W tegoroczne Walentynki w centrum Warszawy zawisł billboard wychwalający klub piłkarski Jagiellonii. Producent czekolady zorganizował konkurs esemesowy na najbardziej popularne hasło miłosne. Wierszyk białostockich kibiców zdobył 23595 głosów i popsuł humory kibicom stołecznych drużyn.
– Białystok ma coraz więcej do zaoferowania, jest przecież „bramą na Wschód”. Przybywa młodych społeczników, powstaje wiele oddolnych inicjatyw, budujemy społeczeństwo obywatelskie – mówi Dworakowski. Socjolog opowiada o najnowszym pomyśle -wielkoformatowej galerii sławnych postaci.
– W lecie na elewacjach bloków pojawią się wizerunki zasłużonych dla miasta postaci. Niedługo ruszy plebiscyt i mieszkańcy wybiorą kogo uwiecznić na wielopiętrowych budynkach – zdradza Dworakowski. – Akcja „Dumny Białystok” ma podobny cel. Chcemy wywołać dyskusję, aktywizować mieszkańców. Chcemy by duma przełożyła się na nowe inicjatywy – dodaje.
Duma bardziej kapitalistyczna
Według ostatnich badań CBOS, dumę z bycia Polakiem deklaruje 60 proc. badanych. To głównie mieszkańcy dużych miast, osoby z wyższym wykształceniem, przedstawiciele kadry kierowniczej i ludzie starsi.
Jestem dumny, że to my rozwiniemy miasto białostoczanin
– Nasza duma zmienia się. Już nie jest podszyta kompleksem. Kiedyś byliśmy dumni z wybitnych jednostek, które odniosły sukces za granicą. Dziś coraz częściej cieszymy się własnymi sukcesami i osiągnięciami zbiorowości. Nie mówimy o tradycji tylko o gospodarce. Nasza duma jest wreszcie kapitalistyczna – tłumaczy psycholog społeczny dr Tomasz Łysakowski.

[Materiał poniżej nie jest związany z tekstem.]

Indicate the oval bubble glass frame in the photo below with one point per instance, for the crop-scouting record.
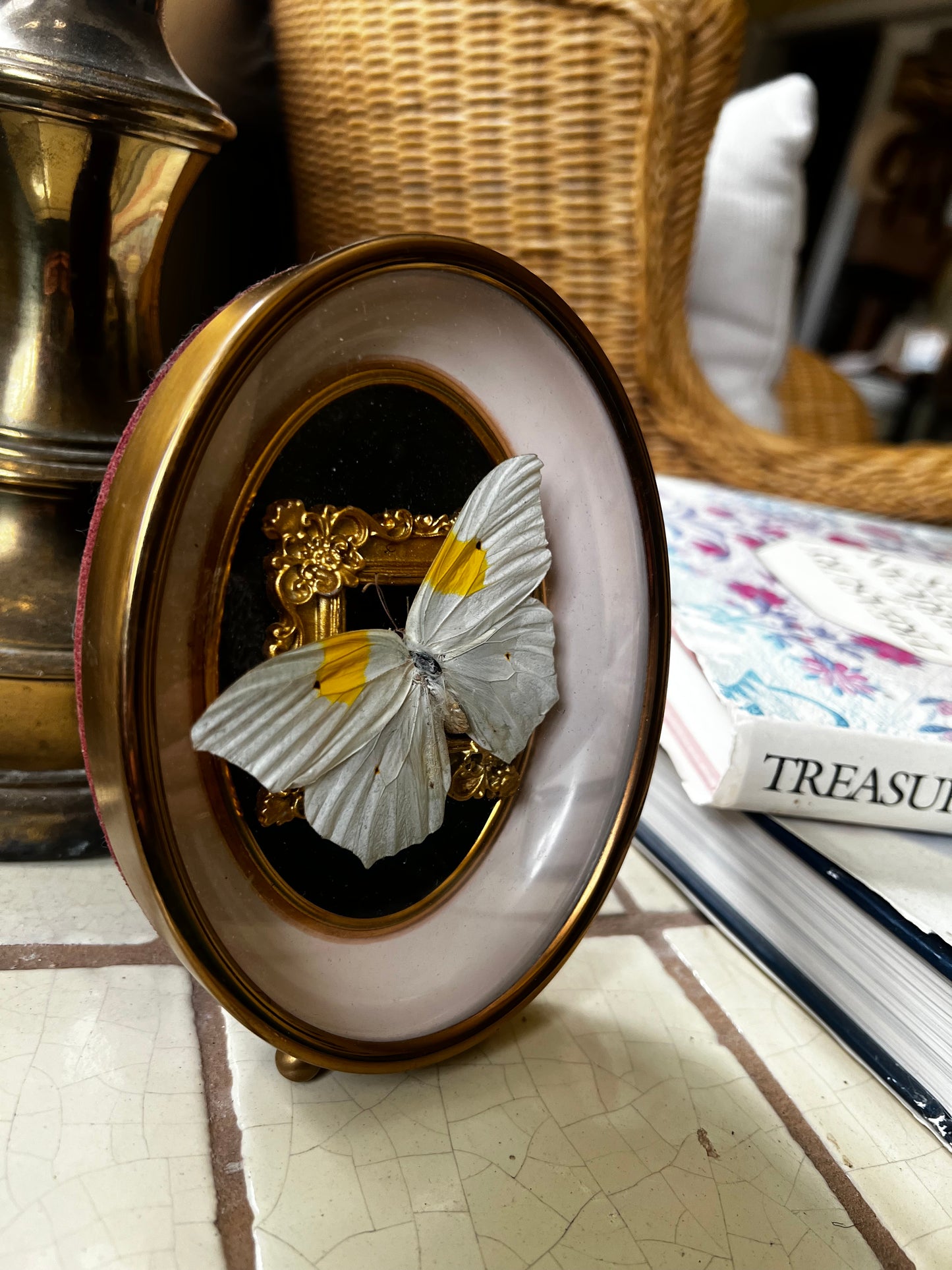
(390, 372)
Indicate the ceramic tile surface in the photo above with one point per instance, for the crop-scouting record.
(69, 902)
(605, 1127)
(895, 1163)
(649, 887)
(103, 1123)
(613, 904)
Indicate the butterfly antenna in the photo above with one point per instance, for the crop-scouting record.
(383, 604)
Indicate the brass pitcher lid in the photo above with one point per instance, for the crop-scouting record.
(103, 60)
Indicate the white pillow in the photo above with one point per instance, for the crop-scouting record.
(749, 230)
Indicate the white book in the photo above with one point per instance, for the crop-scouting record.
(812, 660)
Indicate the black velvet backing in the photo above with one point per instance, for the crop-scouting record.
(378, 447)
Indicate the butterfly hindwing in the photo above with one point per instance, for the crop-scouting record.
(393, 792)
(507, 685)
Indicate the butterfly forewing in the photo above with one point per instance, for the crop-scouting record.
(493, 559)
(293, 719)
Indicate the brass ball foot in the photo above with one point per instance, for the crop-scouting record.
(296, 1068)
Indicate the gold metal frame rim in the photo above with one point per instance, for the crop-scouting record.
(415, 375)
(237, 338)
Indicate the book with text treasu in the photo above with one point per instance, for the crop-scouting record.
(812, 660)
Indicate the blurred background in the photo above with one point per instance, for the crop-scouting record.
(816, 295)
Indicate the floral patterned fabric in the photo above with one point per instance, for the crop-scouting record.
(761, 647)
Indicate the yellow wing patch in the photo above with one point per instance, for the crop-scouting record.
(460, 568)
(343, 672)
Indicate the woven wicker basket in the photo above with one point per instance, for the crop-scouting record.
(573, 138)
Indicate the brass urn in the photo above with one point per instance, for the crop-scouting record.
(101, 139)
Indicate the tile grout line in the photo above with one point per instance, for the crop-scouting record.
(882, 1245)
(234, 1217)
(641, 922)
(75, 956)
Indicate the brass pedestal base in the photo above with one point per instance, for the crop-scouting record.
(47, 816)
(296, 1068)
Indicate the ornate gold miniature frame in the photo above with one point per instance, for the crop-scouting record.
(320, 554)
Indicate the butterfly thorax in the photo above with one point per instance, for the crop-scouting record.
(428, 666)
(431, 675)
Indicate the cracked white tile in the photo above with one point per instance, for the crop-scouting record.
(649, 887)
(603, 1127)
(613, 904)
(894, 1161)
(69, 902)
(103, 1123)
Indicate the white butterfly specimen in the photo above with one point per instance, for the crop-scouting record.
(360, 720)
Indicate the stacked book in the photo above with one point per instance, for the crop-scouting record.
(806, 790)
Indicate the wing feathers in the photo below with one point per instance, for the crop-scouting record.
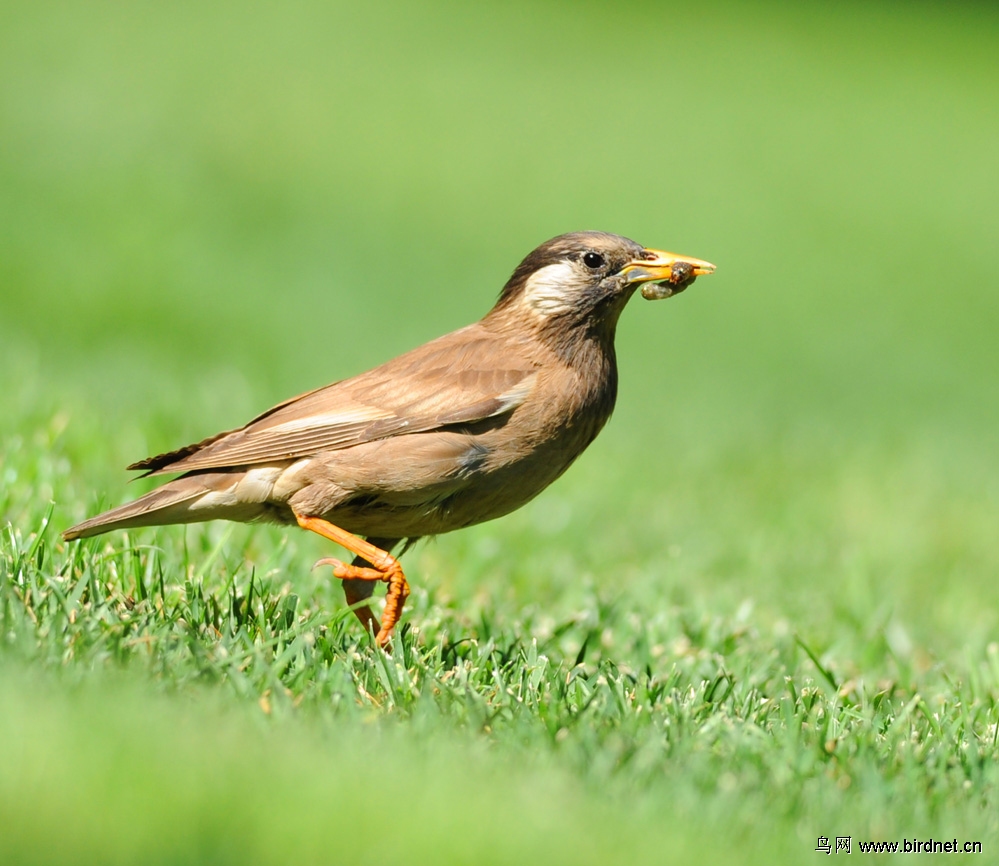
(431, 387)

Potwierdzają to statystyki: Jesteśmy dumni m.in. z naszej gościnności (51 proc.), kuchni (41 proc.) i pracowitości (32 proc.).
Cieszymy się nie tylko Krakowem (56 proc.), Warszawą (30 proc.) i Mazurami (25 proc.), ale także Puszczą Białowieską, Gnieznem i Bieszczadami.
Niezmiennie jednak podziwiamy Jana Pawła II (71 proc.), Lecha Wałęsę (16 proc.) i Wisławę Szymborską (7 proc.). Częściej niż Adamem Mickiewiczem chwalimy się Adamem Małyszem.
Tylko z Małysza? Za mało
– Kiedy duma jest naprawdę wartościowa? – zastanawia się Łysakowski. - Kiedy wynika z naszych działań i całego społeczeństwa. Bo być dumnym tylko z tego, że Małysz skacze to za mało – dodaje.
Kolejny wpis na białostockim forum: „Jestem dumny, że to my rozwiniemy miasto” – Robert Radek.